The June meeting demonstrated the highest level of mutual trust between the leaders, Belousov said, and also the mutual desire of our countries to further expand mutually beneficial cooperation in a complex international environment.
More From This Section
North Korean Defence Minister No also praised the expanding cooperation between the countries' militaries and reiterated North Korea's support for Russia's war in Ukraine, describing it as a just struggle to protect the country's sovereign rights and security interests.
The visit comes days after South Korean President Yoon Suk Yeol met with a Ukrainian delegation led by Defence Minister Rustem Umerov in the South Korean capital of Seoul and called for the two countries to formulate countermeasures in response to North Korea's dispatch of thousands of troops to Russia to help its fight against Ukraine.

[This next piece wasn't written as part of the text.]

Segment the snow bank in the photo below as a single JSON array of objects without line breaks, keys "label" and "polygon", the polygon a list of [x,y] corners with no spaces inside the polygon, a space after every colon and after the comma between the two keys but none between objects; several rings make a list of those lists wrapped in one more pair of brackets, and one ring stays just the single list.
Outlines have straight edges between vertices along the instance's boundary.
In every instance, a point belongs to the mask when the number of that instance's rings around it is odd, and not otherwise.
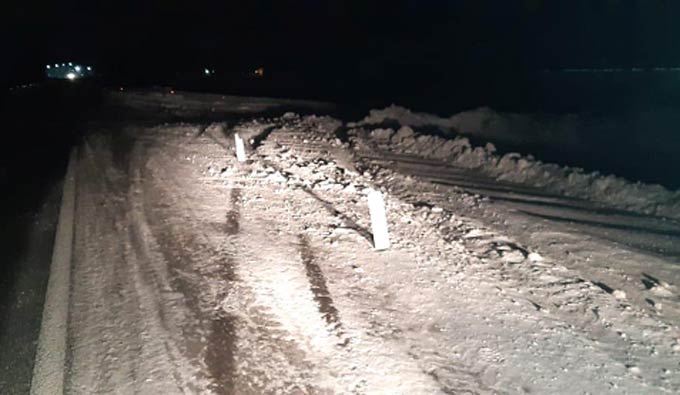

Kim in recent months has prioritized relations with Russia as he tries to break out of isolation and strengthen his international footing, embracing the idea of a new Cold War.
The United States and its allies have said North Korea has sent more than 10,000 soldiers to Russia in recent weeks and that some of those troops were engaging in combat.
North Korea has also been accused of supplying artillery systems, missiles and other military equipment to Russia that may help Putin further extend an almost three-year war. There are also concerns in Seoul that North Korea, in exchange for its troops and arms supplies, could receive Russian technology transfers that could improve its nuclear weapons and missile programmes.
Yoon's national security adviser, Shin Wonsik, said in a TV interview last week that Seoul believes that Russia has provided air defence missile systems to North Korea in exchange for sending its troops.
Shin said Russia also appears to have given economic assistance to North Korea and various military technologies, including those needed for the North's efforts to build a reliable space-based surveillance system, which Kim has stressed is crucial for enhancing the threat of nuclear-capable missiles targeting South Korea.
Shin didn't say whether Russia has already transferred sensitive nuclear weapons and ballistic missile technologies to North Korea.
Yoon's office hasn't said whether the two governments discussed the possibility of South Korea supplying weapons to Ukraine in his talks with Umerov.
Since Russia's full-scale invasion of Ukraine in 2022, South Korea has joined US-led sanctions against Moscow and provided humanitarian and financial support to Kyiv. But it has avoided directly supplying arms, citing a longstanding policy of not giving lethal weapons to countries actively engaged in conflicts.
Yoon has said his government will take phased countermeasures, linking the level of its response to the degree of Russian-North Korean cooperation.
It wasn't immediately clear whether Belousov will meet with Kim, the North Korean leader. Last year, Kim hosted a Russian delegation led by then-Defence Minister Shoigu and gave him a personal tour of a North Korean arms exhibition, in what outside critics likened to a sales pitch.
That event came weeks before Kim travelled to Russia for talks with Putin which sped up military cooperation between the countries. During another meeting in Pyongyang in June this year, Kim and Putin signed a pact stipulating mutual military assistance if either country is attacked, in what was considered the two countries' biggest defence deal since the end of the Cold War.
The Russian report about Belousov's visit came as South Korea scrambled fighter jets to repel six Russian and five Chinese warplanes that temporarily entered the country's air defence identification zone around its eastern and southern seas, according to the South's Joint Chiefs of Staff.
It said the Russian and Chinese planes did not breach South Korea's territorial airspace.